A man from the United Kingdom has been charged with smuggling mislabeled and unapproved “treatment kits” for patients with COVID-19 into the United States, the Department of Justice said Wednesday in a news release.
Frank Richard Ludlow, 59, of West Sussex, United Kingdom, was charged with one felony count of introducing misbranded drugs into interstate commerce.
Ludlow is accused of smuggling the kits into the U.S. by shipping mislabeled packages with the kits to customers in California and Utah. According to an affidavit, Ludlow had a business relationship with a Utah woman dating back to May 2017 when he allegedly sold her “Trinity Remedy,” a “miracle cure” for her severe medical issues.
Ludlow’s “cure,” which was later rebranded as “Trinity Mind, Body & Soul,” allegedly contained vitamin C, an enzyme mix, potassium thiocyanate, and hydrogen peroxide, the DOJ reported. Customers were instructed to add 18 ounces of water, say a prayer, drink half of the solution, take a probiotic along with bee pollen and then ingest the remainder of the solution, the affidavit stated.
Officials said between May 2017 and March 2020, Ludlow sold his Utah customer between 300 and 400 treatments for $50 per kit, many of which she gave away, but some of which she sold for as much as $200, according to the affidavit.
According to the DOJ, when the COVID-19 crisis began to worsen on March 1, Ludlow repackaged preexisting “Trinity Remedy” kits as “Trinity COVID-19 SARS Antipathogenic Treatment” kits, despite the kits not being approved by the U.S. Food and Drug Administration to treat COVID-19 or any other use.
Ludlow allegedly shipped the kits from the United Kingdom to Ogden, Utah and to the Forestville, California home of the Utah woman’s boyfriend. Ludlow allegedly also shipped kits to the Draper, Utah home of the woman’s parents.

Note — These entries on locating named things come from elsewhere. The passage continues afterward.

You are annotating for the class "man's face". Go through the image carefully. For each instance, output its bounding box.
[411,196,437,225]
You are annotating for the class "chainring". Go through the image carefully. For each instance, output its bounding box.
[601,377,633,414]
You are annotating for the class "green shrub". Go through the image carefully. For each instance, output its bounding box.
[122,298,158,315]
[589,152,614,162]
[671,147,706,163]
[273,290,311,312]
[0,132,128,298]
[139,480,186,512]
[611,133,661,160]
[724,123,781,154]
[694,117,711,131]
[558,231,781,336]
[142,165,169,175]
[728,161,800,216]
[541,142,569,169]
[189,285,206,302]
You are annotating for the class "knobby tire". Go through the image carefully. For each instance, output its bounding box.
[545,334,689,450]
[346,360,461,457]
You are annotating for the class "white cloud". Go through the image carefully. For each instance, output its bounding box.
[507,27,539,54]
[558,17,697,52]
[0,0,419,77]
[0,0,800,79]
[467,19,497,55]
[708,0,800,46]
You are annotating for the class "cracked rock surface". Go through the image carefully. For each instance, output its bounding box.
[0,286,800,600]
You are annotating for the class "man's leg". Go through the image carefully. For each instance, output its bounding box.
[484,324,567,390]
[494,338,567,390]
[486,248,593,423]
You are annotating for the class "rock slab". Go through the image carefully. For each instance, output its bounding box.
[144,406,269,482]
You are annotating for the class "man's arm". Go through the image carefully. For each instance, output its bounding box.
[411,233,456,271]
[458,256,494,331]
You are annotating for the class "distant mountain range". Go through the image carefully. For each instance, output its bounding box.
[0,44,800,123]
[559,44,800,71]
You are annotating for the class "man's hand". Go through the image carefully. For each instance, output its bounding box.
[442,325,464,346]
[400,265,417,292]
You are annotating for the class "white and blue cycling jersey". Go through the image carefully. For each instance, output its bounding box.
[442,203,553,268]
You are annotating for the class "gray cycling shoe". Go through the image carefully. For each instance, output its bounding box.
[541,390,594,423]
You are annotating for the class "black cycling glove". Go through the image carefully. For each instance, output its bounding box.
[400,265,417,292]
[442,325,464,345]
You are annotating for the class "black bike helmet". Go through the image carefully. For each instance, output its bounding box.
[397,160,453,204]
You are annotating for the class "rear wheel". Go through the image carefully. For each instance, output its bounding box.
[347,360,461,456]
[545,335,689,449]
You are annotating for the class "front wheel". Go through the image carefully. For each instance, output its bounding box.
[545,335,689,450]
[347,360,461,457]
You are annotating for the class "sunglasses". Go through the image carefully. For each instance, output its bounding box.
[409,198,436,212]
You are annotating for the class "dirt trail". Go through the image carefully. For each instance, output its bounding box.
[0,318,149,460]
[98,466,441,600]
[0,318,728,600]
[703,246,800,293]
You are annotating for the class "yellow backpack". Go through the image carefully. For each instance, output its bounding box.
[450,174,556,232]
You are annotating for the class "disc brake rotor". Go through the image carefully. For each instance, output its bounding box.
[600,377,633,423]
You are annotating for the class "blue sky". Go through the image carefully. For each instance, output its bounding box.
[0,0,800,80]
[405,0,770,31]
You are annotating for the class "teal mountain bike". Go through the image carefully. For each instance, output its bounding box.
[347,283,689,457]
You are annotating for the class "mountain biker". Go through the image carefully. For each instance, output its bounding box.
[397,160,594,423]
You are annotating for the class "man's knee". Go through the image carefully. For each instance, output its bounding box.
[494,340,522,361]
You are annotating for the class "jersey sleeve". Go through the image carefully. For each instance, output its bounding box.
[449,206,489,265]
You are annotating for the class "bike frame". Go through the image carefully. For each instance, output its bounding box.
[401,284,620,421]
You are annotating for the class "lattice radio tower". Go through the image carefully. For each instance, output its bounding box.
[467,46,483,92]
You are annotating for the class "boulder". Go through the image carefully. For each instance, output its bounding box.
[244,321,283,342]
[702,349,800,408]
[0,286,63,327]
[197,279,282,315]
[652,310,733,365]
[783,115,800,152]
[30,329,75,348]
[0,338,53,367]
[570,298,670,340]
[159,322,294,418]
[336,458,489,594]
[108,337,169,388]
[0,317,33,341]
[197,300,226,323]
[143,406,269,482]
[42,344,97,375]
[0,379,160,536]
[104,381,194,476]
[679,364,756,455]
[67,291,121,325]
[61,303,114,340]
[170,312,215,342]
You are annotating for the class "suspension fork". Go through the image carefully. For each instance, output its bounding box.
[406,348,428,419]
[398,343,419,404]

Federal law enforcement intercepted the kits before they reached their intended destinations.
“Hucksters who hawk “treatments’ for this deadly disease put consumers’ lives at risk by peddling unapproved drugs,” said United States Attorney Nick Hanna said in a statement. “We are aggressively investigating all types of criminal activity associated with the current health emergency, and anyone attempting to cheat the public during this time will face severe penalties.”
Currently there is no specific antiviral treatment for COVID-19 and no vaccine to prevent coronavirus infection, authorities said. And new drugs may not be legally introduced or delivered for introduction into interstate commerce without prior FDA approval.
Ludlow was arrested by British law enforcement on March 23. He remains in custody in the U.K. and charged him with violating drug laws. He remains in custody in the U.K.
If convicted as charged, Ludlow faces a maximum sentence of three years in federal prison.